2.2 Orthography Profiles

It is probably due to the formulaic attitude to linguistic reconstruction imposed by Saussure (1916) that linguists often do not seem to worry if they base their reconstructions on highly inconsistent transcription systems, mixing various transcription practices with transliteration and even pure orthography. No matter whether one follows Pulgram's (1959) skepticism regarding the realism of linguistic reconstruction, or Hall's (1960) optimism, for a consistent investigation of linguistic data, the transcriptions need to be harmonized, and we need to assume that each segment which is represented as such represents some valid distinction in a given language. LingPy and EDICTOR offer close support for what could be called a "broad version" of the International Phonetic Alphabet, that is, they allow for the usage of symbols which are synonymous, pointing to identical sounds, such as <ʦ> vs. <ts>, <ʣ> vs. <dz>, <ʧ> vs. <tʃ>, or <ʤ> vs. <dʒ>, and often going even beyond that, accepting symbols which are used in alternative transcription transcriptions, like <č> or <ž>, which are internally treated as <tʃ> and <dʒ>. Nevertheless, judging from our experience with both computer-based and computer-assisted language comparison in the past, we highly recommend to all users to closely follow the IPA, ideally in the explicit version developed as part of the Cross-linguistic transcription systems initiative (List et al. in preparation), for which an online demo is available (http://calc.digling.org/clts/).

If you want to prepare your data adequately, starting from the VALUES, you have basically three choices: You can (a) prepare and segment the data manually, by adding spaces and correcting wrong transcriptions, deleting spaces, splitting values into forms, etc., you can (b) hope that your data is more or less in a good state and trust that LingPy automatically segments your data properly enough, and (c) you can follow a semi-automated workflow in which you use some Python code to split your values into different forms which you then automatically segment and modify with help of orthography profiles (Moran and Cysouw forthcoming).
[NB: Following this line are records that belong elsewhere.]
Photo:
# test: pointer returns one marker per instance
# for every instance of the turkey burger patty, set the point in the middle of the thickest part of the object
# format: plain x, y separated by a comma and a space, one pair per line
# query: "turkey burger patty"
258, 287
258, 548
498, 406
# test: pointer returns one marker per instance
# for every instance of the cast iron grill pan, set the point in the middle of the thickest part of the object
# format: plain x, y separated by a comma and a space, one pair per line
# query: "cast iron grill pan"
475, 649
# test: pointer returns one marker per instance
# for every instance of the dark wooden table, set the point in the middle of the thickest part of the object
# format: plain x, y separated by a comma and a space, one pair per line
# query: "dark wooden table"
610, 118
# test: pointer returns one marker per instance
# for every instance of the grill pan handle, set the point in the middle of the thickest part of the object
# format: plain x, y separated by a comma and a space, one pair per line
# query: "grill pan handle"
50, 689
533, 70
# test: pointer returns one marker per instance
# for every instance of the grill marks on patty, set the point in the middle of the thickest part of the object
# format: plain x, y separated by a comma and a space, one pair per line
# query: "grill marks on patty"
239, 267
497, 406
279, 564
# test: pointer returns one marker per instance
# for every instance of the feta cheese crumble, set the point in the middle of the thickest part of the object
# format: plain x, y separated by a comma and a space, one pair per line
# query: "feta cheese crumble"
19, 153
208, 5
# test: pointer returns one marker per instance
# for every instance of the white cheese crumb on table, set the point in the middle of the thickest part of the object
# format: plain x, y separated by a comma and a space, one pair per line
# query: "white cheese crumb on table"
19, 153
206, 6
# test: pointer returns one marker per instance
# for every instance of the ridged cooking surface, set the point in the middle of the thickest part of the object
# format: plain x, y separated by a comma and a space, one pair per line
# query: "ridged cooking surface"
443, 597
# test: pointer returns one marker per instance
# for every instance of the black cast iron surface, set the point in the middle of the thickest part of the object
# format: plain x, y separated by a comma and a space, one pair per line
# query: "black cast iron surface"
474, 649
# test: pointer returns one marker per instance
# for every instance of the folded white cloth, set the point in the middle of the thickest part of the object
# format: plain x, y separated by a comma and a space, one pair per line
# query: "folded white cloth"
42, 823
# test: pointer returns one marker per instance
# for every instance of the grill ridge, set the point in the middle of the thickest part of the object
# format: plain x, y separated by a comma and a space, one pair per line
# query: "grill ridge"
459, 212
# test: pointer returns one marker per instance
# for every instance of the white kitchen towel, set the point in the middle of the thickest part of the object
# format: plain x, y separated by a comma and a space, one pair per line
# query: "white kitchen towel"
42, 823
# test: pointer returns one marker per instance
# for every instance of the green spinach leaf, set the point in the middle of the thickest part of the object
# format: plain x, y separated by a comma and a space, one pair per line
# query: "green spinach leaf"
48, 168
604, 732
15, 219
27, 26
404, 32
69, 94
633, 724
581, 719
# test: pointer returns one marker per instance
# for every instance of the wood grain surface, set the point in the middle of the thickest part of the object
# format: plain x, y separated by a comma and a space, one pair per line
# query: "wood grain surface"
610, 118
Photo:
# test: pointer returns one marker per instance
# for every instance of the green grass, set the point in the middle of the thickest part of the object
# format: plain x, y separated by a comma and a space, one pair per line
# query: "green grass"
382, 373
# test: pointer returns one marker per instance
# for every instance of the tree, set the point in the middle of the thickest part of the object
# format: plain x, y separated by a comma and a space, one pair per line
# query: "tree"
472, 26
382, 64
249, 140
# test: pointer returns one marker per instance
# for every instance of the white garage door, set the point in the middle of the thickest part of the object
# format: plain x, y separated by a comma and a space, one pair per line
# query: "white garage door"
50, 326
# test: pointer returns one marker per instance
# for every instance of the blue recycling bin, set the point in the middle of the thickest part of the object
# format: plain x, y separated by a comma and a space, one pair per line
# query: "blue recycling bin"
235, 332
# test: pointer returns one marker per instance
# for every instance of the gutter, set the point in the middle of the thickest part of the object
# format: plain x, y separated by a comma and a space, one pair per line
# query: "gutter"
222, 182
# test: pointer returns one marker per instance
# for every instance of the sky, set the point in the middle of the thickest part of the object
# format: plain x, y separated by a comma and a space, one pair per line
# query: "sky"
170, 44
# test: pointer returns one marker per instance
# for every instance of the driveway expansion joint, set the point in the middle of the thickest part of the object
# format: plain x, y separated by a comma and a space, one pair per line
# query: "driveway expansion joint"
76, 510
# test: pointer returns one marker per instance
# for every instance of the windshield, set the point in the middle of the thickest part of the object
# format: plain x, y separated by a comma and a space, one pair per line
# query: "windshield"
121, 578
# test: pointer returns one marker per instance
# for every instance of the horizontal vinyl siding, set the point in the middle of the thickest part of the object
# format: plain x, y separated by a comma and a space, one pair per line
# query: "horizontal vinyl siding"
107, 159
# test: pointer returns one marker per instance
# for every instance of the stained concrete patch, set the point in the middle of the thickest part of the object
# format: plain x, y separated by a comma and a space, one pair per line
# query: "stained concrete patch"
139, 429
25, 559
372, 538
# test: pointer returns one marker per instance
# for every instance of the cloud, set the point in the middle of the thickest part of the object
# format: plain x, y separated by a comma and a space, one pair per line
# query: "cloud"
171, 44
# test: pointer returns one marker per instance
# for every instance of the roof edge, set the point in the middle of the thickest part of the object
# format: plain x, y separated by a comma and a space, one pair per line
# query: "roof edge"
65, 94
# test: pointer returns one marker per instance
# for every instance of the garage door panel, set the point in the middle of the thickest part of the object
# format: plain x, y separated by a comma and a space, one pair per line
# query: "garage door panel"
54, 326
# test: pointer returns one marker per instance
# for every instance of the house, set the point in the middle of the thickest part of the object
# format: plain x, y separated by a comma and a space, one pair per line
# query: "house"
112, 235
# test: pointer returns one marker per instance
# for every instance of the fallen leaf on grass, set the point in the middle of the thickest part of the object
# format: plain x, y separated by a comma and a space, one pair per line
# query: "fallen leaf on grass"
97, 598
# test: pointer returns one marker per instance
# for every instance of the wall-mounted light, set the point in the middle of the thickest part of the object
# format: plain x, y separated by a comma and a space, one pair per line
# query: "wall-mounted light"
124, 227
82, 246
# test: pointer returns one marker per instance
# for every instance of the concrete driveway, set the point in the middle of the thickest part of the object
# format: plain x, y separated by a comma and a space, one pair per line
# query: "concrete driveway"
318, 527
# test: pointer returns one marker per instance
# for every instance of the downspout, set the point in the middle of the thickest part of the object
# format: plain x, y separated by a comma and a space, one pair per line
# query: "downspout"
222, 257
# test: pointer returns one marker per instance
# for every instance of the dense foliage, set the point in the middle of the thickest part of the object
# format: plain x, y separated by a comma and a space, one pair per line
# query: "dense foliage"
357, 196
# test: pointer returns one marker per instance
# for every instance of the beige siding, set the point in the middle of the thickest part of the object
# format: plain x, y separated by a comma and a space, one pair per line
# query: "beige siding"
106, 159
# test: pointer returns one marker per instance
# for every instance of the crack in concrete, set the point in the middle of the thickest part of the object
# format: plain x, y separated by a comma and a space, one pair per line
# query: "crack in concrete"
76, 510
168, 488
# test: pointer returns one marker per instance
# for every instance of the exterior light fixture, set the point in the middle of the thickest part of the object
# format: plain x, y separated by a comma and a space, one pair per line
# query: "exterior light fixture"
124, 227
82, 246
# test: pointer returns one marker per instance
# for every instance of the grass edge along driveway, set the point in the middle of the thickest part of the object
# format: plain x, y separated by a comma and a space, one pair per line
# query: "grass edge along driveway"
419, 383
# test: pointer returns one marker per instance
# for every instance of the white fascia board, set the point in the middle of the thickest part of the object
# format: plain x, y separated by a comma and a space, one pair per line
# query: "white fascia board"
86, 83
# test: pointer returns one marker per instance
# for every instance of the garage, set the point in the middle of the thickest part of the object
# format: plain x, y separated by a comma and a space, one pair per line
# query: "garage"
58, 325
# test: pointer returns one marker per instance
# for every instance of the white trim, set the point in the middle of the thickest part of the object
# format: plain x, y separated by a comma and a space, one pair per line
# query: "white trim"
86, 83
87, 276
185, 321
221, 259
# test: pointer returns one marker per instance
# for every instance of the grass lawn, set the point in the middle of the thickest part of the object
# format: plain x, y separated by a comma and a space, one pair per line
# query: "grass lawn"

An orthography profile can be thought of as a simple text file with two or more columns in which the first represents the values as you find them in your data (i.e., non-IPA transcriptions, etc.), and the other columns allowing you to convert the sequence of characters that you find in the first column. So in brief, you have a source-pattern and a replacement pattern:

Table 9: A simple orthography profile.

If you save this profile in tab-separated form (as explained in the end of the previous section), you can easily use it to convert all words which have nothing but the required segments in the profile into the target transcription (the profile above is provided with this tutorial as file simple-profile.tsv:

In [1]:
# import relevant modules
from segments.tokenizer import Tokenizer

# load the tokenizer object
tk = Tokenizer('data/P_simple-profile.tsv')

# convert a string to test it
print(tk('čathashadhža'))
print(tk('čathashadhža', column='IPA'))
č a th a sh a dh ž a
tʃ a tʰ a ʃ a d̤ dʒ a

What you can see from this small example is that the orthography profile code does essentially two things: it segments the word by treating all those characters as one segment which you listed in the Grapheme column, and it can further be used to convert those segments automatically, in case you provided an additional column (in our case called IPA).

If your profile is not sufficient to list all relevant characters or character combinations, however, the code will yield erroneous output:

In [2]:
print(tk('catapura'))
print(tk('catapura', column='IPA'))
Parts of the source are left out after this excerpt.